Here's the kitchen, boring and messy, as it looks while I'm cooking:
And here's the kitchen, boring but clean, as it looks after I've cleaned up the mess from cooking:
Now you've seen my kitchen. All of it. There's no oven or stove. There's definitely no dishwasher, only a very tiny one hole sink in which to wash and rinse dishes and there's not much storage space. There's no space for a refrigerator or freezer so those are in another room. It's something of an adventure and now and then people who visit ask me, "How do you cook in such a tiny space?" The answer is "With thought and planning!"
Recipes and dishes in this blog prior to October of 2007 were prepared in a 'real kitchen' but after that time the dishes have been prepared in our makeshift kitchen. I cook everything now that I always have with the exception of boiled eggs. The single electric burner we had quit working and we didn't replace it, opting instead to use store bought boiled eggs on rare occasions.
And how have I actually performed these feats and marvels? Like I said, with thought and planning!
Seriously, it isn't as hard as it might seem but it requires a few particular appliances and accessories. For us, the main appliances are:
slow cookers - we have three but one would work fine for us. They're used to make chili, soups, and stews, to cook roasts, and to "smoke" chicken.
Cook's Essentials 8 quart digital pressure cooker - this is used mainly to make Ray's 3 Envelope Roast, the best roast I've ever tasted and beef tips to serve over wild rice or riced cauliflower.
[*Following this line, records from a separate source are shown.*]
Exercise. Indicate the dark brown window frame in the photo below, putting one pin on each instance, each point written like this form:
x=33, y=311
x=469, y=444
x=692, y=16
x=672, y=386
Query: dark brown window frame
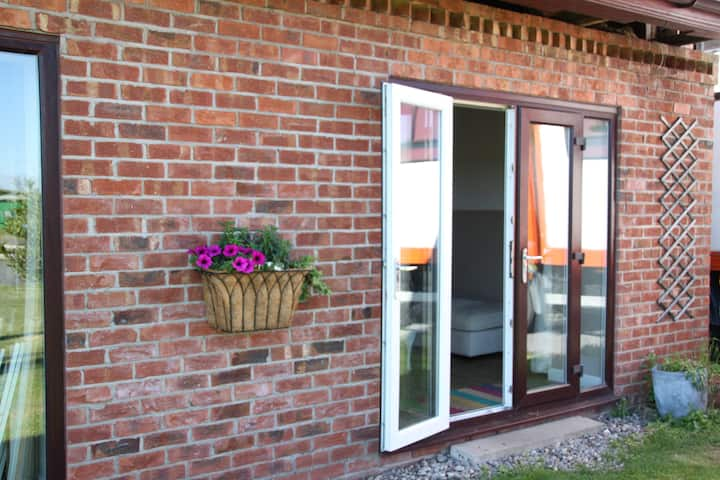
x=593, y=398
x=46, y=48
Black & Decker countertop convection oven - from cooking frozen fish sticks to roasting a chicken or a hefty cut of beef to baking stuffed mushrooms, this tiny oven will do it.
microwave oven - mainly for cooking vegetables and re-heating leftovers
two slice toaster - used just for toast
Deni indoor grill - produces nicely grilled beef, chicken, fish steaks, and vegetables
bread machine (rarely used)
Aroma heavy duty electric wok - purchased yesterday but so far it's been used for breakfast this morning and now it has green beans, carrots, potato and onion cooking in it.
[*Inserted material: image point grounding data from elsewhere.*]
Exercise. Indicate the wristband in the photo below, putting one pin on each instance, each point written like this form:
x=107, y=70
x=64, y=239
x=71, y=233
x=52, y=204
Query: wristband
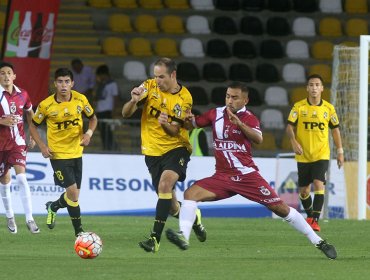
x=89, y=132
The accessories, though not necessary, enable me to provide a little more variety in our meals. None of these are outrageously expensive when purchased new and ours were bought for pennies at garage sales. The main accessories we use are:
Pampered Chef small Micro-Cooker (25 cents)
Nordic Ware Microwave Egg Muffin Cooker (25 cents and great for 'fried' eggs)
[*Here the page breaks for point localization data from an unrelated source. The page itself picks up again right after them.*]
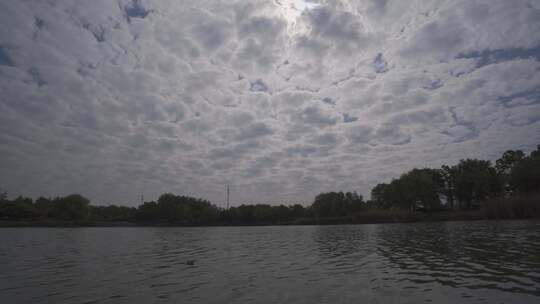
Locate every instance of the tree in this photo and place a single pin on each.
(474, 180)
(505, 165)
(524, 176)
(73, 207)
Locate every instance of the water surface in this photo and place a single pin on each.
(461, 262)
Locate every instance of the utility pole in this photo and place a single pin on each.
(227, 196)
Master Gourmet Microwave Steak and Burger grill (50 cents)
Nordic Ware Microwave Omelet pan (25 cents)
Various shallow metal and ceramic baking pan, muffin tins, tiny loaf pans, etc.
I can think of a few additional items that would be beneficial if I had more space. An electric skillet would be nice but the new wok will suffice and is more versatile. Some people have suggested a rice cooker as a handy addition but we don't eat much rice or pasta and when we do I cook it in the microwave. Once in awhile I think I need a food processor or blender but have managed just fine without one. However, I am seriously considering an immersion blender.
And where do we keep all this stuff? Ahh, that's an excellent question! If you're standing in the kitchen facing the sink, to the left there's a wall and against the wall is this shelf:
The appliances I use the most are kept on this shelf. Things I use less often like the tiny slow cooker and the pressure cooker are kept in another room.
Directly across from the sink is one of those cheap plastic drawer stands and on top of it sits the dish drainer. The drawers have little used utensils and smaller kitchen things in them. The entire kitchen area, wall to wall, is about 12 feet by 4 feet. That's it. And from this small space culinary masterpieces emerge...errr, we manage to eat well.
Breakfast is generally some kind of breakfast meat cooked in the microwave or convection oven along with eggs from the microwave, usually scrambled, and toast. This morning, though, I cooked Sweet Italian Sausages in the new wok and then fried the eggs in olive oil in the wok. It was fantastic and a very nice change of pace from the usual nuked fare. I did a quick test to see if the wok would boil water and it does. It boils 4 cups of water in less than 5 minutes which means I can now make hard boiled eggs.
Lunch is usually leftovers from the night before though sometimes the man person prepares himself a sandwich.
Suppers are normal fare - roasted chicken, beef roast, meat loaf, baked fish, etc. cooked in the convection oven, slow cooker, or pressure cooker with a salad and/or other vegetables, usually cooked in the microwave. The addition of the wok will give us a few more options, especially in the vegetable department.
All in all, we do quite well without a 'real kitchen' so if you find yourself in the position of not being able to cook as you normally do (for whatever reason) don't panic. Just re-think how you prepare the foods you eat the most and punt.
We're remarkably able to adapt and change, we humans, especially if we feel we have no choice.